MADRID, 25 (OTR/PRESS)

Si José Luis Rodríguez Zapatero no hubiera tenido la ocurrencia de reformar la ley que despenalizaba la interrupción del embarazo seguramente Alberto Ruíz Gallardón no andaría ahora empeñado en aprobar una nueva ley que sin duda supone un retroceso respecto a la primera. Pero a Zapatero le gustaba el más difícil todavía y sobre todo tenía la nefasta actitud de dividir continuamente a la sociedad. Su ley del aborto dividió a la sociedad y suscitó rechazo incluso entre los votantes socialistas. Fueron muchos los ciudadanos que se indignaron con la ley del aborto de Zapatero que permitía, entre otras cosas, que las menores, a los 16 años pudieran abortar no ya sin contar con la aprobación de sus padres sino sin necesidad de que estos lo supieran. Y así Zapatero abrió un debate en la sociedad irritando a tirios y troyanos. O sea un desastre.

Verán, en mi opinión, la ley que despenalizaba la interrupción del embarazo y que contemplaba tres supuestos, había logrado un amplio consenso en la sociedad. Aprobada por el PSOE, el PP no la derogó cuando le tocó gobernar, y así el debate sobre la despenalización de la interrupción del embarazo dejo de estar en la «agenda» política de los partidos. Pero en eso llegó Zapatero y la lió.

Zapatero ha sido un gobernante especializado en romper todos los consensos que se habían ido tejiendo pacientemente durante años.

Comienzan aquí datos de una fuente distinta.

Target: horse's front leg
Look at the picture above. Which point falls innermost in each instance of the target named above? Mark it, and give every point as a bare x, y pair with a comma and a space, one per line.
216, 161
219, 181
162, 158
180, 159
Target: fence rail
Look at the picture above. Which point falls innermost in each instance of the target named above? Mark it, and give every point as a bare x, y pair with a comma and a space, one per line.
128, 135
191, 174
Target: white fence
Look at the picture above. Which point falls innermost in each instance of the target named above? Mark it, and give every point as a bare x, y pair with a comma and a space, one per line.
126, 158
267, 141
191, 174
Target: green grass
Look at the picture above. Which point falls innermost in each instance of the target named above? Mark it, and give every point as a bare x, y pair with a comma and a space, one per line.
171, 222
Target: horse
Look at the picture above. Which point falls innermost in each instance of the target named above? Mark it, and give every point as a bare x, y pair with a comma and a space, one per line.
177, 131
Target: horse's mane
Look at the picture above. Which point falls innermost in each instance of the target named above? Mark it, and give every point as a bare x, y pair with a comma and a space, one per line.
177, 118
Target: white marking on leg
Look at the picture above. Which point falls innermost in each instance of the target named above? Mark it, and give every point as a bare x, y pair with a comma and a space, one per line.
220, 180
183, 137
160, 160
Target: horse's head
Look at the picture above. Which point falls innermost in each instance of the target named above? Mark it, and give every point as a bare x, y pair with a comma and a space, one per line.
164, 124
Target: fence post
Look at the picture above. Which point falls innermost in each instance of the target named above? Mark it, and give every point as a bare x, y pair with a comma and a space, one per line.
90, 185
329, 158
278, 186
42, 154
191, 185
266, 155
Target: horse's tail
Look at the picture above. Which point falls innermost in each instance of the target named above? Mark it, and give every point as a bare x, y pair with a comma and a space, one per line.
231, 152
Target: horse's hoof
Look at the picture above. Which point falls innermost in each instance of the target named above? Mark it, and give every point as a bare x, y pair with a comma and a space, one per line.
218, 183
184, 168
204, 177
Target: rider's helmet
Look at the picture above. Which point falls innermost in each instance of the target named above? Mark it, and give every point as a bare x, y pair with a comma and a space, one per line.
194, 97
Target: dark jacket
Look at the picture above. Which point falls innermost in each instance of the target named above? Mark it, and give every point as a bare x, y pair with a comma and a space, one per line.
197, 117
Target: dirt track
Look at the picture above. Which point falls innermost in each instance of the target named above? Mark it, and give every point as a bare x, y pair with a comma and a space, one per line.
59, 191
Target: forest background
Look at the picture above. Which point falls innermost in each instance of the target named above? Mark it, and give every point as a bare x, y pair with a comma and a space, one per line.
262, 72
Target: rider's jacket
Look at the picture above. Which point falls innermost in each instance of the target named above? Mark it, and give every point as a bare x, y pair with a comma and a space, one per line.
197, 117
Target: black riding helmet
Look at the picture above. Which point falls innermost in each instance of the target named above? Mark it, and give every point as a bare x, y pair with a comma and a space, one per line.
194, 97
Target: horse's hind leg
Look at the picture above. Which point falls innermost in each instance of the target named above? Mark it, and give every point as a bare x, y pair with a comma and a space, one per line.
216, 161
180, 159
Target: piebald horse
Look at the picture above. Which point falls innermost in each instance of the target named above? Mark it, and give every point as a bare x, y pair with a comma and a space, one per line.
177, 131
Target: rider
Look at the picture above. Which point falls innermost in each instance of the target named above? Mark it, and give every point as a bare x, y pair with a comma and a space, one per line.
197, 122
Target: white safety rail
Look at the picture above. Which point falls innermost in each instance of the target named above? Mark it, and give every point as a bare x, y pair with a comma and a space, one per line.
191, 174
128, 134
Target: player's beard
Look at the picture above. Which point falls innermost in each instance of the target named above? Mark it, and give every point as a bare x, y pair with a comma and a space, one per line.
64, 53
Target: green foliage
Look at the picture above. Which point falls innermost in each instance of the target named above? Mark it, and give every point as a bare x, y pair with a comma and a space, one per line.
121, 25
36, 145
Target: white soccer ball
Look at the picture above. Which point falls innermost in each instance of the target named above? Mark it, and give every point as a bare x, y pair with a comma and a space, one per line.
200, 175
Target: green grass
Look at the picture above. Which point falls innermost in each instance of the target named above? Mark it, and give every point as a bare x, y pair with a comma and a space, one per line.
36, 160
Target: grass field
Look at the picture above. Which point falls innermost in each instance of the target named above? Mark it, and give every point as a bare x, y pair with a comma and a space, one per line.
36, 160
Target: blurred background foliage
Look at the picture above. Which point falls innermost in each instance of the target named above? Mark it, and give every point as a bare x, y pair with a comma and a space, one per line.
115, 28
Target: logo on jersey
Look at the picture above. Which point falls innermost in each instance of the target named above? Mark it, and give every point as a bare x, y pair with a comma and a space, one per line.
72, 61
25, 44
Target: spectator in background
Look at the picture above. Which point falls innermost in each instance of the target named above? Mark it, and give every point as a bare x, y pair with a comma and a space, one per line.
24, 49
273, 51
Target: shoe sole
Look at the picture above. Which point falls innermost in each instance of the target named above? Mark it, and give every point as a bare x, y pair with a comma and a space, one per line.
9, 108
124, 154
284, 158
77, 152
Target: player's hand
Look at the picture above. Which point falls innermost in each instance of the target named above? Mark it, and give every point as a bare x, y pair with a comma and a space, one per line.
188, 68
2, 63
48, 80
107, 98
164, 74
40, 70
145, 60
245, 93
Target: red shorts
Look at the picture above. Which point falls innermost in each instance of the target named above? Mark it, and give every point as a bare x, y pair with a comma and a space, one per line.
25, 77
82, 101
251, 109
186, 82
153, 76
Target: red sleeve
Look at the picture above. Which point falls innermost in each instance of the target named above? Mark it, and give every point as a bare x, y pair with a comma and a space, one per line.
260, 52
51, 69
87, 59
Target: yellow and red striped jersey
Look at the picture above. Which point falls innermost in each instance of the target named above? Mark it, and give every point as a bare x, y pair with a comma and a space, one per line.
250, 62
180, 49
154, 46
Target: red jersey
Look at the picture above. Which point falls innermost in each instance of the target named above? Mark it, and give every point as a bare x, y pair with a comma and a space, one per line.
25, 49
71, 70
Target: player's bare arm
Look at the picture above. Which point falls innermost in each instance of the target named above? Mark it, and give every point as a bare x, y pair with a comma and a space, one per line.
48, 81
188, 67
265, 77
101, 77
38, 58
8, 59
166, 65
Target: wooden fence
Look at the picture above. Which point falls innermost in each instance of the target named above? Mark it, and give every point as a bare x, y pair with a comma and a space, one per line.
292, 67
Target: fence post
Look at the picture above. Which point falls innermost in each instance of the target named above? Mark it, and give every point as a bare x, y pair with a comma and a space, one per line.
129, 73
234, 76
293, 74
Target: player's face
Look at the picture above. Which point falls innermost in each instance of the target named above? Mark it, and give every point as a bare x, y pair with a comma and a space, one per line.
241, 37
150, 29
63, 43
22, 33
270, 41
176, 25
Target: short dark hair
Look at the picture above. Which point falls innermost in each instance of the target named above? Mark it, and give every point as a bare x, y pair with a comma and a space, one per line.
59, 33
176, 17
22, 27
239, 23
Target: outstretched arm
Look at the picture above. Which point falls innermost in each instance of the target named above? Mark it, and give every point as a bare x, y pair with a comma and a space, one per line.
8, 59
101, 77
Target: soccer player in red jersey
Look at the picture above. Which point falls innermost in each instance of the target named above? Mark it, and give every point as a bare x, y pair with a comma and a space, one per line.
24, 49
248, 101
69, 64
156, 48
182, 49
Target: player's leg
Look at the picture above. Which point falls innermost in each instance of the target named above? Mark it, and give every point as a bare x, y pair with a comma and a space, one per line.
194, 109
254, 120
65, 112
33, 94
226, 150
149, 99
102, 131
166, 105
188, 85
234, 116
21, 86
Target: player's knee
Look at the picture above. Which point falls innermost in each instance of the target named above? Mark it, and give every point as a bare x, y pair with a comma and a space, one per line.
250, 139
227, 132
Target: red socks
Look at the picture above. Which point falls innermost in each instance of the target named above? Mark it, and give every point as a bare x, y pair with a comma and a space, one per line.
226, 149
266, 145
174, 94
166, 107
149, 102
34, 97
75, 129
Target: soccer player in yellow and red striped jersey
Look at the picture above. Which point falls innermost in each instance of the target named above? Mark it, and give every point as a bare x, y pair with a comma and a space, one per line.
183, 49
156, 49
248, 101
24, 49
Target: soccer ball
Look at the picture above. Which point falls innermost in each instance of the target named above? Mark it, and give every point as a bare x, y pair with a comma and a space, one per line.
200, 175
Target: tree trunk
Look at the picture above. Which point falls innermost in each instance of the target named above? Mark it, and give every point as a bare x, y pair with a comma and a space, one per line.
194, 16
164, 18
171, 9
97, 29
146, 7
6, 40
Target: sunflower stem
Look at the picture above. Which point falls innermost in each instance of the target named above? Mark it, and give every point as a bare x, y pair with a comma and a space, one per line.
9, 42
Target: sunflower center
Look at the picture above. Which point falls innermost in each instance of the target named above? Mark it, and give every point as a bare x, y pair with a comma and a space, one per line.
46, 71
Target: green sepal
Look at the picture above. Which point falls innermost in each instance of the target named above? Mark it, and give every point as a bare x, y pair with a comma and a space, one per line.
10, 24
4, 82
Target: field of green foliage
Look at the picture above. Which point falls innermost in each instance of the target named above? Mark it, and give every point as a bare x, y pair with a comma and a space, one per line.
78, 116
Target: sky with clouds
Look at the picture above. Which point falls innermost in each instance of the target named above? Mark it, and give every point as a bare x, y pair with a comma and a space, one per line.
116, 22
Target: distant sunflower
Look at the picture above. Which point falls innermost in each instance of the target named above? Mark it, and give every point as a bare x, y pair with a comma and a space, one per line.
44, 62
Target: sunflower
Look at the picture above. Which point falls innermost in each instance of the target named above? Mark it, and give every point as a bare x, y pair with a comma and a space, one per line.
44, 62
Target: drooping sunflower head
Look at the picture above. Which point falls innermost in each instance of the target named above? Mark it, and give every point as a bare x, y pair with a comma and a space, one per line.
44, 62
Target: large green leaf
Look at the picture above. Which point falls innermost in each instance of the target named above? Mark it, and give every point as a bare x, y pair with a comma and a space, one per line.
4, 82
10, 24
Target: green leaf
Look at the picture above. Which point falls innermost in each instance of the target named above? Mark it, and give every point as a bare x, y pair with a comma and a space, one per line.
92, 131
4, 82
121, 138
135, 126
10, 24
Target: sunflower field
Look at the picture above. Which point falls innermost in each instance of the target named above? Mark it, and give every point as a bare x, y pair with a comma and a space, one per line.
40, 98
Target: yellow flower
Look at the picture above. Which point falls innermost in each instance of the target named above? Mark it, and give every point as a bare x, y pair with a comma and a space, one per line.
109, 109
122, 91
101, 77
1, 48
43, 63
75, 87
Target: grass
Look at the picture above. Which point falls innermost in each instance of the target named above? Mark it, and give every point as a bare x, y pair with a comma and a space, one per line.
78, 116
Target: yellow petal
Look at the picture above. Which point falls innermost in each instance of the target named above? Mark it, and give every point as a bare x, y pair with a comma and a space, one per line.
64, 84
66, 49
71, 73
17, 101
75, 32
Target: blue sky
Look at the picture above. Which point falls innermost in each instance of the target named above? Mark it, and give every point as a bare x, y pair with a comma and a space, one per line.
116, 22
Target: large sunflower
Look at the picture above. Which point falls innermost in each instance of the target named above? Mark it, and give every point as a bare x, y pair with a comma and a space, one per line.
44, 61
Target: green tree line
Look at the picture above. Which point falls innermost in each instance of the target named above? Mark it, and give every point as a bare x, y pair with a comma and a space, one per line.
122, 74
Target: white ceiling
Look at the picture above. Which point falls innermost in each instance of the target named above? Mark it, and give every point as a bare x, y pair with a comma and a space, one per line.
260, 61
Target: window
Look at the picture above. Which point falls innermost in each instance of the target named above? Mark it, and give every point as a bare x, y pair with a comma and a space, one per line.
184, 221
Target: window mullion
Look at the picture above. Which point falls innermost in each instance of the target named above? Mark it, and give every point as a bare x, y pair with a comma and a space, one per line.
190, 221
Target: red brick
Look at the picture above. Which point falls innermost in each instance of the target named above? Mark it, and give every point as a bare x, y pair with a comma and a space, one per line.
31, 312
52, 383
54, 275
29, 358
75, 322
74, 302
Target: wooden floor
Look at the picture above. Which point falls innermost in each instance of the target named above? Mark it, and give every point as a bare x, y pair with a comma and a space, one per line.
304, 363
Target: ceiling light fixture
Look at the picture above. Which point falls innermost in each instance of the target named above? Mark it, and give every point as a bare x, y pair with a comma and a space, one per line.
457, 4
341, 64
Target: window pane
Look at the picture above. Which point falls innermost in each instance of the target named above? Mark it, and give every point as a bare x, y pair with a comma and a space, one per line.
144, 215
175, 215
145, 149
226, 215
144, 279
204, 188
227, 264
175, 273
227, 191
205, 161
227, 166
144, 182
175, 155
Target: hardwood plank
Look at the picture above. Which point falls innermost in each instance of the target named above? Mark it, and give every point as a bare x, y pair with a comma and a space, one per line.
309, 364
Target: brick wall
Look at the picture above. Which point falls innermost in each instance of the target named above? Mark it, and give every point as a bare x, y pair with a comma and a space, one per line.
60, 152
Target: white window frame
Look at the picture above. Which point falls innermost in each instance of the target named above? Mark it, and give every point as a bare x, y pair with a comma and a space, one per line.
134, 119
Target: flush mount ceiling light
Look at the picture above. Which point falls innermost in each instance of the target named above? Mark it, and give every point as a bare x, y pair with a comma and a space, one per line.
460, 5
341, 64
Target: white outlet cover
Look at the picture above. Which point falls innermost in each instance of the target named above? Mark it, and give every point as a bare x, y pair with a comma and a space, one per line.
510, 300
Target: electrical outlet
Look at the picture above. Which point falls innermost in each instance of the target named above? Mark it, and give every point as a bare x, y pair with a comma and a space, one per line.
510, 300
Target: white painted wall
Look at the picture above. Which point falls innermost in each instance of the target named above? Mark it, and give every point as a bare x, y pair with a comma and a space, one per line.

Con la ley del aborto también rompió un consenso. Y ahora Alberto Ruíz Gallardón está decidido a dar marcha atrás, el problema es que en vez de regresar al punto de partida, es decir a esa primera ley que tenía ese consenso general, pretende aprobar una ley restrictiva. En definitiva, Alberto Ruíz Gallardón va a hacer lo mismo que Zapatero pero al revés.

En mi opinión, hay asuntos de cariz tan delicado, como es la ley del aborto, sobre los que hay que legislar con el mayor consenso posible. Hay leyes que no pueden ser de unos ni de otros, tienen que ser de todos, y ésta es una de esas leyes. El ministro de Justicia asegura que ninguna mujer irá a la cárcel por abortar pero, sin embargo, su proyecto es penalizador y no despenalizador, con lo cual lo que dice no se corresponde con el texto que pretende aprobar.

La España de la democracia se ha construido a base de consenso sobre asuntos básicos, y este era uno de ellos y, en mi opinión, es imperdonable que tanto Zapatero como Ruiz Gallardón hayan intentado arrimar el ascua a su sardina. Hay asuntos que si están bien como están no hay por qué tocarlos. Saben, en ocasiones hay políticos que con algunas de sus decisiones lo que hacen es crear problemas en vez de resolverlos. Zapatero fue maestro en esto y, a lo que parece, Ruíz Gallardón parece empeñado en imitarle.